Rather than relying on a test for normality of the residuals, try assessing the normality with rational judgment. Normality tests do not tell you that your data is normal, only that it's not. But given that the data are a sample you can be quite certain they're not actually normal without a test. The requirement is approximately normal. The test can't tell you that. Tests also get very sensitive at large N's or more seriously, vary in sensitivity with N. Your N is in that range where sensitivity starts getting high. If you run the following simulation in R a number of times and look at the plots then you'll see that the normality test is saying "not normal" on a good number of normal distributions.
# set the plot area to show two plots side by side (make the window wide)
par(mfrow = c(1, 2))
n <- 158 # use the N we're concerned about
# Run this a few times to get an idea of what data from a
# normal distribution should look like.
# especially note how variable the histograms look
y <- rnorm(n) # n numbers from normal distribution
# view the distribution
hist(y)
qqnorm(y);qqline(y)
# run this section several times to get an idea what data from a normal
# distribution that fails the normality test looks like
# the following code block generates random normal distributions until one
# fails a normality test
p <- 1 # set p to a dummy value to start with
while(p >= 0.05) {
y <- rnorm(n)
p <- shapiro.test(y)$p.value }
# view the distribution that failed
hist(y)
qqnorm(y);qqline(y)
Hopefully, after going through the simulations you can see that a normality test can easily reject pretty normal looking data and that data from a normal distribution can look quite far from normal. If you want to see an extreme value of that try n <- 1000
. The distributions will all look normal but still fail the test at about the same rate as lower N values. And conversely, with a low N distributions that pass the test can look very far from normal.
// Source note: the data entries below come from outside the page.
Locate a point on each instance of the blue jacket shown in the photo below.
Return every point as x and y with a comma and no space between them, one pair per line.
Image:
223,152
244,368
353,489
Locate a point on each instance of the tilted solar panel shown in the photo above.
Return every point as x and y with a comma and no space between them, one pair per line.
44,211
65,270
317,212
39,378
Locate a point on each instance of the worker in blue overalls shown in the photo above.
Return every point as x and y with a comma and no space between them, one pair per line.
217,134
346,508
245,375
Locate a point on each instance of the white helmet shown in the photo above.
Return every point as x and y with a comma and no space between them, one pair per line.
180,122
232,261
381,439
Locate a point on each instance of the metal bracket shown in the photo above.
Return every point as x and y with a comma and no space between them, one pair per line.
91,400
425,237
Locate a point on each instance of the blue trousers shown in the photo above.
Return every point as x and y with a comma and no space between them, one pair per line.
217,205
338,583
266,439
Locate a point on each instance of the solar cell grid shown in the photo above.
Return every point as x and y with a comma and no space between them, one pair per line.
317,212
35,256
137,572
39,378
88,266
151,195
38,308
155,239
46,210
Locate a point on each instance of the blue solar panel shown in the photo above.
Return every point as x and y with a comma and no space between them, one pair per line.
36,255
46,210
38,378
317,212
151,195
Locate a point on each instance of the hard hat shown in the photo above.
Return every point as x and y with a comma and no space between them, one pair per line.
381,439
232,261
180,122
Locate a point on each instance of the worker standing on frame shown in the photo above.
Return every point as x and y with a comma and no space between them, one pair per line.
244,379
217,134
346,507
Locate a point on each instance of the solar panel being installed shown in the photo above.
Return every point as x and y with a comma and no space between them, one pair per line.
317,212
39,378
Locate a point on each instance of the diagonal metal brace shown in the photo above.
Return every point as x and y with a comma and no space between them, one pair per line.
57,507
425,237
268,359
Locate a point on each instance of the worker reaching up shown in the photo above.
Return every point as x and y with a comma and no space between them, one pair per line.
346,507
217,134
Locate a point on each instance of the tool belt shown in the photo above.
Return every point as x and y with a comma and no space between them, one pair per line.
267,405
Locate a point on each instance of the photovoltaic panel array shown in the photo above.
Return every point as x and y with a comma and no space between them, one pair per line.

The standard residual plot in SPSS is not terribly useful for assessing normality. You can see outliers, the range, goodness of fit, and perhaps even leverage. But normality is difficult to derive from it. Try the following simulation comparing histograms, quantile-quantile normal plots, and residual plots.
par(mfrow = c(1, 3)) # making 3 graphs in a row now
y <- rnorm(n)
hist(y)
qqnorm(y); qqline(y)
plot(y); abline(h = 0)
It's extraordinarily difficult to tell normality, or much of anything, from the last plot and therefore not terribly diagnostic of normality.
In summary, it's generally recommended to not rely on normality tests but rather diagnostic plots of the residuals. Without those plots or the actual values in your question it's very hard for anyone to give you solid advice on what your data need in terms of analysis or transformation. To get the best help, provide the raw data.